Trump’s protectionist strategy could rebound on steal consumers such as motor vehicles, machinery and construction. Domestic steel prices in the US have already seen an upward trend since the turn of the year. The latest top- tier Ford pickups already exceed $60,000.
Analysts are fearful that political instability could mean inflation spirals out of control. Any escalation of a trade war with China would also irk America’s allies. Canada and Europe have already declared they will protect their own investments and impose tax duties on US imports.
A fallout with their closest partners also puts America’s fiscal deficits under more pressure.

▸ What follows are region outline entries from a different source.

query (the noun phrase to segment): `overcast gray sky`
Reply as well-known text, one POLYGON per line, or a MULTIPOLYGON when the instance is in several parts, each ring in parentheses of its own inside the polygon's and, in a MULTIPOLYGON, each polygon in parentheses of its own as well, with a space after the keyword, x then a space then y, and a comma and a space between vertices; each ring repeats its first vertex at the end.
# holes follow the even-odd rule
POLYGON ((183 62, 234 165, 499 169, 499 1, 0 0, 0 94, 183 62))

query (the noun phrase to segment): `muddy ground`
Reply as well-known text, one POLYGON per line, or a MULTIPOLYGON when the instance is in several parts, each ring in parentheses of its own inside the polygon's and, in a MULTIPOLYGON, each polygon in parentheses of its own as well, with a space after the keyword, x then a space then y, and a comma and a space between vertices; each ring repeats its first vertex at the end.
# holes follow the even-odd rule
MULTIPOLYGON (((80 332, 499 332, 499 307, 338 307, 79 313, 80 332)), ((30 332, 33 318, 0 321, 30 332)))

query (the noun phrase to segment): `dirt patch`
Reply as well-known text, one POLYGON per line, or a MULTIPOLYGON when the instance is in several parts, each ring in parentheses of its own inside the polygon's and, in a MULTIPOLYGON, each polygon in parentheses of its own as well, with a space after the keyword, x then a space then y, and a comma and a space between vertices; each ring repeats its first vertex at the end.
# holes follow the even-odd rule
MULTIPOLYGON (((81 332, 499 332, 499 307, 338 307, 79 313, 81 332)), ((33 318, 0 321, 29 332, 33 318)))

Although the US remains the world’s most thriving economy, the Treasury relies on lenders from overseas to fund the countries bulging debt.
Around 60% of US tax deficit comes from China and Europe – the countries Trump is currently prodding with a trade fork. With fiscal deficits exceeding more than 8% of the gross domestic products over the next two years, US businesses can ill-afford tax hikes on cross-border trading.
Gold prices predicted to surge
Low interest rates imposed by the FED has forced investors into riskier credit loans. As the marketers compete on ultra-low rates, borrowers have profited whilst savers have suffered.
Instead of cutting spending, the Treasury cut taxes and financed revenue shortfalls by adding more debt. As a consequence, the dollar has suffered its worst annual performance in 14 years.
In general, when global confidence in the US dollar wanes, investors turn to gold. A lower dollar may help boost the economy on home soil, but eventually it fires inflation.
If geo-political tensions heat up in the event of a trade war, a bullish gold market with reverse a three year trend of calm. Gold bullion is a commodity you have to own right now. You can’t afford not to!
With current gold prices hovering around the $1300 mark, the yellow metal is not going to be any more affordable in the future. As a matter of fact, gold always rises in price. If Trump imposes more sanctions on China gold prices will almost certainly go up. A meeting between the two heads of state on 12 June is one to watch.
Some experts expect to see gold prices rise sharply and hit the $1400 in a short space of time. A widespread fear of a debasement of the US dollar could push gold prices as high a $2200 over the next 18 months.